Just spent a good deal of time writing this answer to another post...thought I'd put it here too.


I'm a photographer but to make ends meet, I operate an estate managment company and with this come a good number of clients that have found old film in a persons belongings after a death.  I've become a bit of an expert I think.  This is my experience.......

 Rocky Mountain is very slow (6 months to a year and a half), expensive and do little beyond processing your film in a developer that would have been appropriate for the time period but does little to compensate for the age of the film.  Prints are then made on a mini-lab onto conventional color RA4 paper.  You pay full price regardless of the results.  They do seem to have the experience but it seems like they really don't give a damn.  Though the most popular and the most recommended of all the places doing this work they are best avoided.

 Process C-22 is run by an individual who is competent and truely seems to enjoy his work and have concern over what type of product he puts out.  The turn-around time is not fast but hey....do you really need a fast turn-around on film that is 40 years old.  Most film is developed in a developer that renders a B&W negative regardless if it is a color film or not.  This is an appropriate approach with undeveloped vintage film as the silver content that is normally bleached from a color film is far more resilient over time then the color dye image.  All work is scanned from the negative and digitally enhanced before it is printed.  Your will pay for development regardless of results though you will not be charged the scanning and printing fee.  Seems fair enough to me.  Beyond the fact he's overseas he's an excellent option.

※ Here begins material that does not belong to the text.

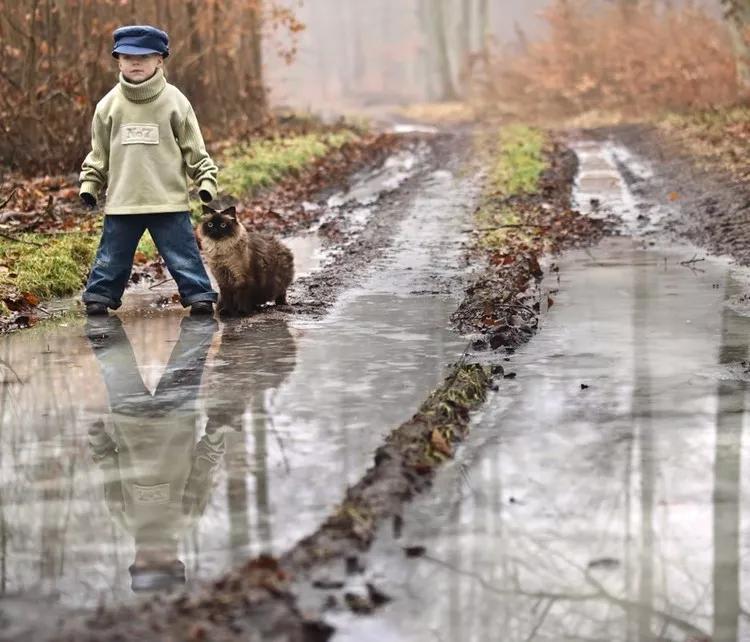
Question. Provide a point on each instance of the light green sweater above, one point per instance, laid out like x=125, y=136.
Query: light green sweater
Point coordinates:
x=145, y=142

 Rapid Photo.  They're name is correct.  Of all the places offering this service they are the fastest though by experience not as fast as they claim.  The folks here seem competent enough and the phone service is good.  If they are unable to salvage anything from your film you will be charged the developing price only.  What I do like about thier service is that you pay only for the prints that they do.  What I don't like is that if you pay by check the full price, assuming all of the pictures worked out getting a refund for the difference is unwieldy.  They do include a cd along with prints but this cd is scanned from the print and not from the film.  Much improvement can be made in the digital realm to these distressed images so this is an unfortunate approach.  If you need your film back quickly this is the place to go to.  I would recommend process only and then plan to take the time to do your own scanning (contrary to their claim that scanners will not scan negatives of this density...most can) so you can do some very necessary corrections before you output to paper.

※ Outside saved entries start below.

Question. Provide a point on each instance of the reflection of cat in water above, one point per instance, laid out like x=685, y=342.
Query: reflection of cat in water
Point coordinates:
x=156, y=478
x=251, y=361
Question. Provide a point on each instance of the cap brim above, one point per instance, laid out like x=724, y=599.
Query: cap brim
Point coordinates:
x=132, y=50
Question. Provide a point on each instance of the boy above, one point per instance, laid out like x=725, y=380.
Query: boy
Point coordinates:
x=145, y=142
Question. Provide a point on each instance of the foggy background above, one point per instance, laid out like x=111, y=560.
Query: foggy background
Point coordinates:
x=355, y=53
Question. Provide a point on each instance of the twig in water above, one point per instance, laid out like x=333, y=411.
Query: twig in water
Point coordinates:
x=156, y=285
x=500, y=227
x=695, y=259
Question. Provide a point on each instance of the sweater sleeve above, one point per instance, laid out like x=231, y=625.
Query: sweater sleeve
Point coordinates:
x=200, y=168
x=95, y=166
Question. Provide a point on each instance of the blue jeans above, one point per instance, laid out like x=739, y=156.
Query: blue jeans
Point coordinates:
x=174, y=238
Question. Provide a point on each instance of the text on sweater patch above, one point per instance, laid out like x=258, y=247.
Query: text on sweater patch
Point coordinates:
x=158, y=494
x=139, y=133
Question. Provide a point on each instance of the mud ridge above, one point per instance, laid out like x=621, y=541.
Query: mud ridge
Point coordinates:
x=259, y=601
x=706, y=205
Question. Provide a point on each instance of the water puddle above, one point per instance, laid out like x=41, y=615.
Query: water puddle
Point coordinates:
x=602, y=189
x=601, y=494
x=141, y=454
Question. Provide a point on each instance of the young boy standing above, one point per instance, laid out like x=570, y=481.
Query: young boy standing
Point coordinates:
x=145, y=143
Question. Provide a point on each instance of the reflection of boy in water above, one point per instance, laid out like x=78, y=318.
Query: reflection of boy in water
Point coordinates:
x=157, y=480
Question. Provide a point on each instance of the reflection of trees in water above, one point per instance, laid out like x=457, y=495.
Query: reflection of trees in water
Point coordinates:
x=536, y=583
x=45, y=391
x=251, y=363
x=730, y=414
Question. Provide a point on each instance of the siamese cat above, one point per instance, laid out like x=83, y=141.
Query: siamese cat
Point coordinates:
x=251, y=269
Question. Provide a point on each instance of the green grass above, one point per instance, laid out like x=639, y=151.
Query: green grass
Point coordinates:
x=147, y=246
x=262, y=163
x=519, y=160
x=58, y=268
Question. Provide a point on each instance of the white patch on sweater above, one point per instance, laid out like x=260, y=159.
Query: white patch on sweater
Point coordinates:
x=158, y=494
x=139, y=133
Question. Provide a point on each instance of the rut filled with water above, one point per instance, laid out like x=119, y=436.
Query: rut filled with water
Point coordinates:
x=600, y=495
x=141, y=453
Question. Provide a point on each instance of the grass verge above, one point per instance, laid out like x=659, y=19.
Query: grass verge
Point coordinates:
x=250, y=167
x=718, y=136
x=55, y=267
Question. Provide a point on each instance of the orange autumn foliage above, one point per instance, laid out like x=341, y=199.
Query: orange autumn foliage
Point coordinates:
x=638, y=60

 Film Rescue is the most expensive of all of the above but in this case you do pay for what you get.  They are moderately slow (6 to 9 weeks) but do tend to deliver about on time.  As mentioned, you will pay more here then anywhere else but you will pay nothing if they are unable to salvage recognizable pictures from your film.  Sounds like good motivation to do it right.  I also like that if your film is bordline to the point the images may not be recognizable they do call to consult if you want to proceed with the digital work.  If you say no then....no charge.  Your recieve back prints, negatives and digital files on CD-r.  The price includes age appropriate development, scanning from the negative, digital corrections and return postage though with the price that they charge I don't think including the postage is that big of deal.  If you want Cadilac service and the film is important to you then this is the way to go....that does come with a price though.

 Helen


----------